ISLAMABAD (Reuters) - Pakistan’s army on Thursday rejected as “negative propaganda” suggestions that it was not doing enough to combat al Qaeda and Taliban, hours after the top U.S. military officer accused its main intelligence agency of maintaining ties with militants.
The comments reflected deepening mistrust between the two uneasy allies, whose relations hit a new low after fatal shooting of two Pakistanis by Raymond Davis, a CIA contractor, in January in the city of Lahore.
“The Pakistan army’s ongoing operations are a testimony of our national resolve to defeat terrorism,” a military statement quoted army chief General Ashfaq Kayani as telling Admiral Mike Mullen, chairman of the U.S. Military’s Joint Chiefs of Staff, during his fleeting visit to Pakistan on Wednesday.
“He (Kayani) strongly rejected negative propaganda of Pakistan not doing enough and Pakistan army’s lack of clarity on the way forward.”
Mullen, the most senior U.S. official to visit Pakistan since ties were badly strained over the Davis case, told a Pakistani television channel that links between elements of Pakistan’s Inter-Services Intelligence (ISI) and the Haqqani faction of the Afghan Taliban were continuing to strain the relationship.
“Haqqani is supporting, funding, training fighters that are killing Americans and killing coalition partners. And I have a sacred obligation to do all I can to make sure that doesn’t happen,” Mullen told Pakistan’s Geo television ahead of talks with Kayani.
Mullen is not the first U.S. official to point fingers at the ties between ISI and the Haqqani faction, but his forceful remarks suggest Washington is not about to back away from calls for Pakistan to take a more assertive stand as the United States prepares to begin withdrawing its troops from Afghanistan in July.
But despite the rising level of rhetoric, both sides have sought to mend their ties.
“Admiral Mullen lauded the sacrifices and efforts of (the) people of Pakistan and its security forces and reassured that security ties will not be allowed to unravel between the two armed forces,” a Pakistani military statement read.

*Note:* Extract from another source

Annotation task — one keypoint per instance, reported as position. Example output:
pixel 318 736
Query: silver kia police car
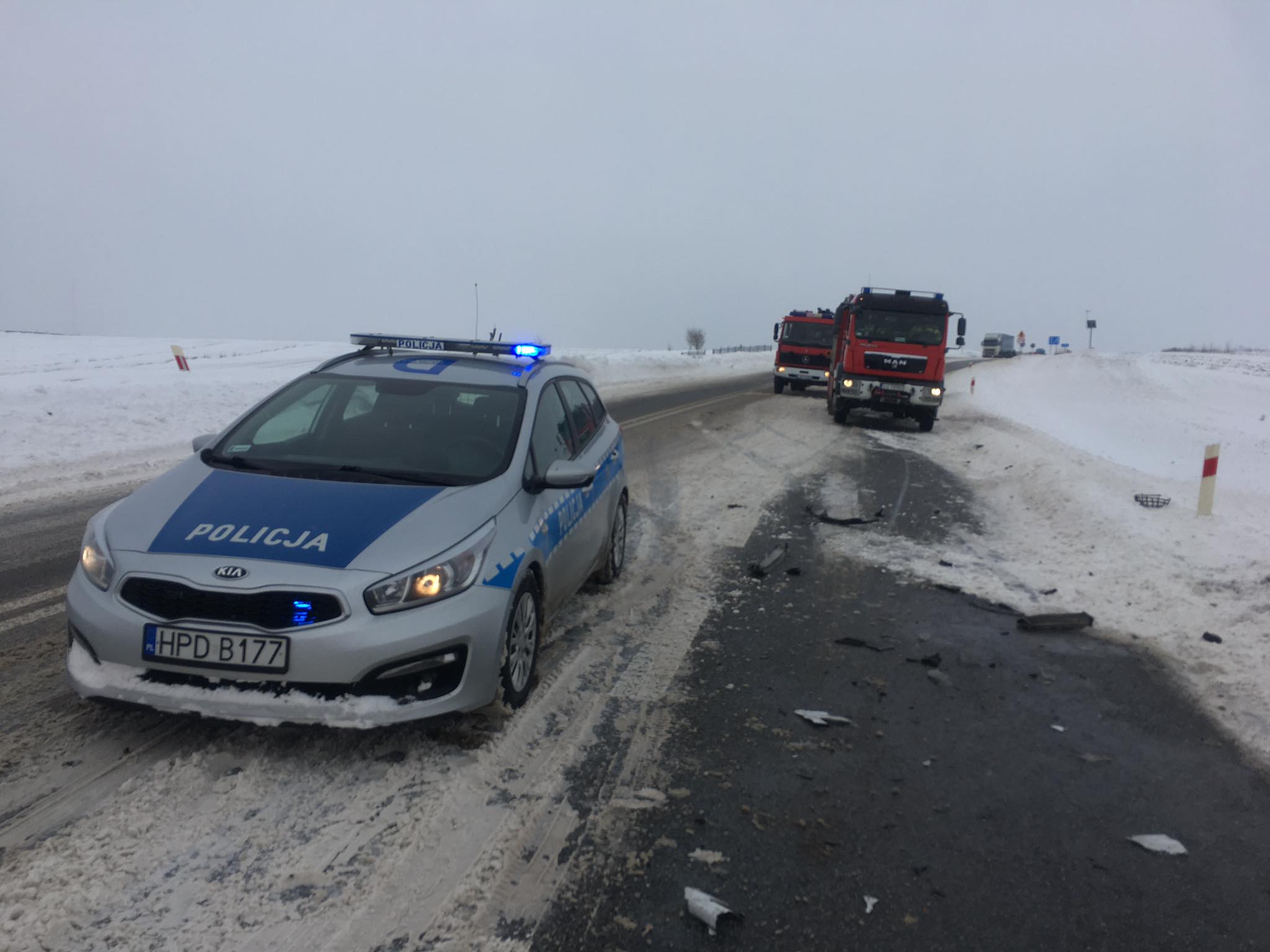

Kayani, who last month issued a rare condemnation of a U.S. missile strike in a Pakistani tribal region near the Afghan border that killed more than 40 tribesmen, repeated his opposition to covert U.S. operations in the border regions, saying it was hurting Pakistan’s own war against militants.
“(Kayani) reinforced the government’s stance on drone strikes and emphasized that these not only undermine our national effort against terrorism but turn public support against our efforts, which remains the key to success.”

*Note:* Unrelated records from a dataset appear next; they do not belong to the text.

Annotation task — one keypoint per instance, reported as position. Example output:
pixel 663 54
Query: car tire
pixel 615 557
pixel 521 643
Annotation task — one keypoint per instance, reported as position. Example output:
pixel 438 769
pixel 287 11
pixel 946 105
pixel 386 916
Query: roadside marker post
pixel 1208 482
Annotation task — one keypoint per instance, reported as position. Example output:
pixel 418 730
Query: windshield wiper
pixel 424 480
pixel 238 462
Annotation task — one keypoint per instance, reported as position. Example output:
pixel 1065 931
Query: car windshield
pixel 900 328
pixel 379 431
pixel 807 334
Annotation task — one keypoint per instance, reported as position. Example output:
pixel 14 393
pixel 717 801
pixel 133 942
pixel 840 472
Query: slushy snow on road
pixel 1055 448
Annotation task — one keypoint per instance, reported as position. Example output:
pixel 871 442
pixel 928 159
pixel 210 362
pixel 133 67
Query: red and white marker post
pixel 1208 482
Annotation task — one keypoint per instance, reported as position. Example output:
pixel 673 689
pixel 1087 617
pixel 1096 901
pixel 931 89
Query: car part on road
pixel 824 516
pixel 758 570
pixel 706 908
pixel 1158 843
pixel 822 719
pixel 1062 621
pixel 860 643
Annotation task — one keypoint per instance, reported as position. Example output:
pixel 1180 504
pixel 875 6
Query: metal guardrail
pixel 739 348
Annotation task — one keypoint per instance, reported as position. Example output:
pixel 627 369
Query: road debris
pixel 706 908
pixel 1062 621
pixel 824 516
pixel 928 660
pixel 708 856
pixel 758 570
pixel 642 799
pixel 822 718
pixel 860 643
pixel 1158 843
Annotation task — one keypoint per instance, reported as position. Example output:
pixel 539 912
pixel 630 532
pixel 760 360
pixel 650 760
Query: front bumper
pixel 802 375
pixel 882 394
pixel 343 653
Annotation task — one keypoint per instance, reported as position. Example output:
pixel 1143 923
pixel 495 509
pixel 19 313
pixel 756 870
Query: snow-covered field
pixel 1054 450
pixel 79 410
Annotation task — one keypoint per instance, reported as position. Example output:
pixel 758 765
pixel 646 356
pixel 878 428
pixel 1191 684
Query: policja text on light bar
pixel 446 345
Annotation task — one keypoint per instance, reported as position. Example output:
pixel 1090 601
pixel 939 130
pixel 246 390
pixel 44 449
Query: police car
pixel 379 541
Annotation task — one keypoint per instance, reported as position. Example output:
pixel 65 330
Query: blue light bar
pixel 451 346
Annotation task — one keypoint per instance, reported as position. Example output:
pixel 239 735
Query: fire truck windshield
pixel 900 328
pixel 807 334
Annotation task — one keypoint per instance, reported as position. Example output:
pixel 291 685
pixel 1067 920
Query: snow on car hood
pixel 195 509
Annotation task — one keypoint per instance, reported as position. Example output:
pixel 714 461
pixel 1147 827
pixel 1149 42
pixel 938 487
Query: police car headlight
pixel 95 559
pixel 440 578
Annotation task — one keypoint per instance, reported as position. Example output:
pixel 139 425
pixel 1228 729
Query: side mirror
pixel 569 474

In the wake of the Davis case, some Pakistani officials have called for sharp cuts in drone attacks, an issue that was raised in talks last week in Washington between CIA director Leon Panetta and ISI chief Lieutenant-General Ahmad Shuja Pasha.
A U.S. official on Wednesday said the United States would not abandon its drone program, but how it goes forward was a matter for Pakistani and U.S. intelligence and military officials to determine.